If you want to see a kid get stigmatized, have him pulled out of his high school biology class once a week to talk to the school shrink. Such over-reaching health “care” will take treatment of mental illness out of the hands of patients and parents, and into the hands of the government.
The American mental health system is broken, but this back-door approach under the guise of preventing crime is not the way to fix it. It will only further stigmatize the mentally ill, and prevent many from getting help. Jonah Goldberg, in his book The Tyranny of Clichés, says, “This is the true danger of turning prevention into a governmental crusade. There is no end to it, no limiting principle.”

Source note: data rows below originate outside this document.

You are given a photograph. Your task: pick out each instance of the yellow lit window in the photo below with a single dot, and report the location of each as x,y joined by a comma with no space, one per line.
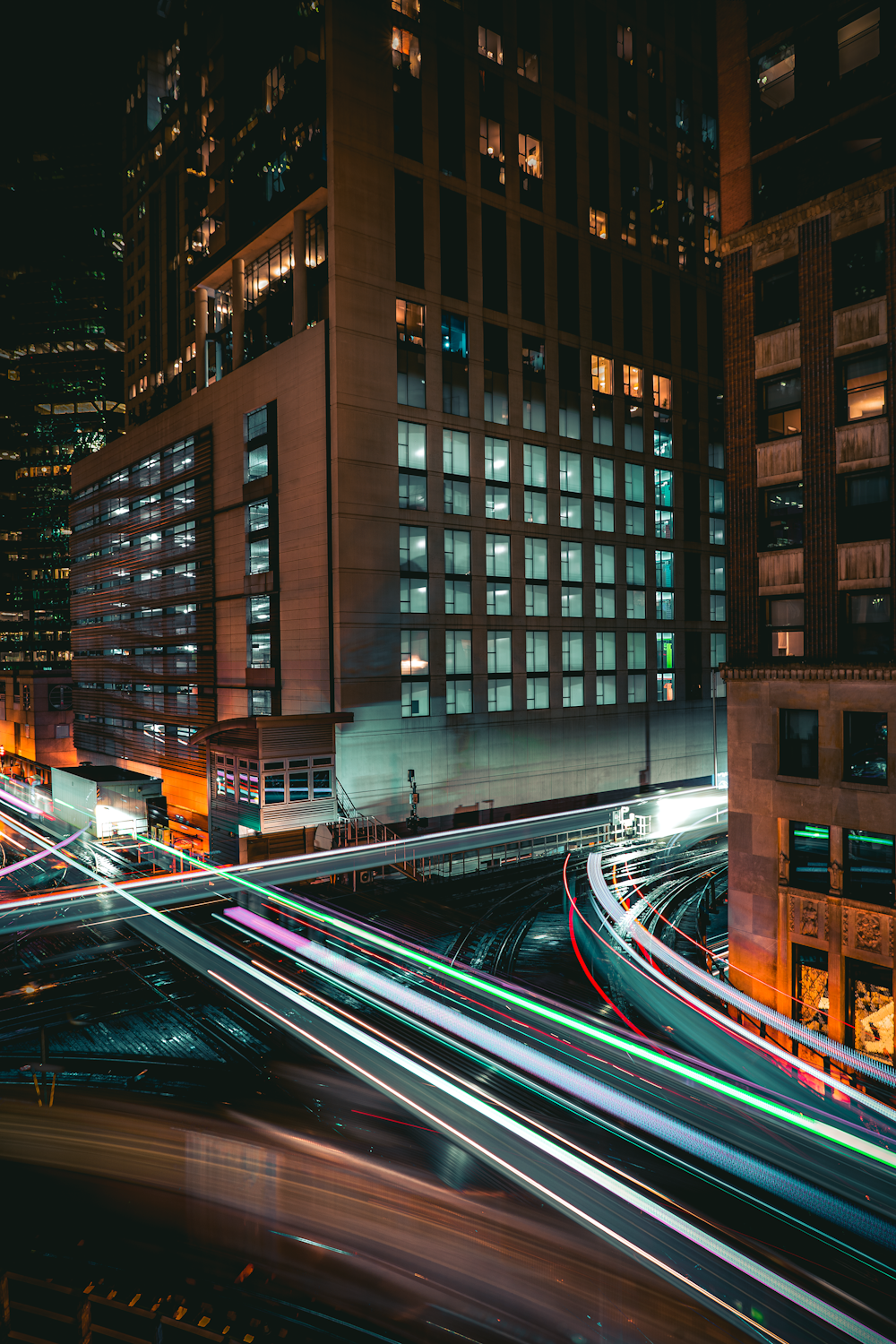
602,374
633,382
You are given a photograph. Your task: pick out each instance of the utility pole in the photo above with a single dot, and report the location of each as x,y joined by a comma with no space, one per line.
414,822
715,747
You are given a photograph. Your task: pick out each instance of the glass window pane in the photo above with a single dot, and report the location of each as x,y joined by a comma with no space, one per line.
571,472
603,478
606,650
457,597
455,452
535,465
497,460
411,445
866,746
869,866
536,558
535,507
458,696
457,553
458,652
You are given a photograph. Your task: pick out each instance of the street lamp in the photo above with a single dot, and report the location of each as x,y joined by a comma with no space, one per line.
416,822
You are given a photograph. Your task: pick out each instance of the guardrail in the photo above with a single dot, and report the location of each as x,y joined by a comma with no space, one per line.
629,929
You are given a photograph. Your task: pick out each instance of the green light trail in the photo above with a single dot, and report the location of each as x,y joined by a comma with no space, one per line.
694,1075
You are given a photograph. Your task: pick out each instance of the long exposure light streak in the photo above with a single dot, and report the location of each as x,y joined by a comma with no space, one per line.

America’s deepest problems are not guns or mental illness. We can’t fix sin, evil and cultural disorder by presidential decrees. Locking up every gun in America won’t make us safer.
“…sin lies in wait at the door: its urge is for you, yet you can rule over it,” God told Cain. That same offer stands before America as well. However, just as with Cain, we must rule over the darkness in our hearts. A safer, healthier, more peaceful society is not borne of misguided legislation, but deep respect for God’s greatest creation: human life.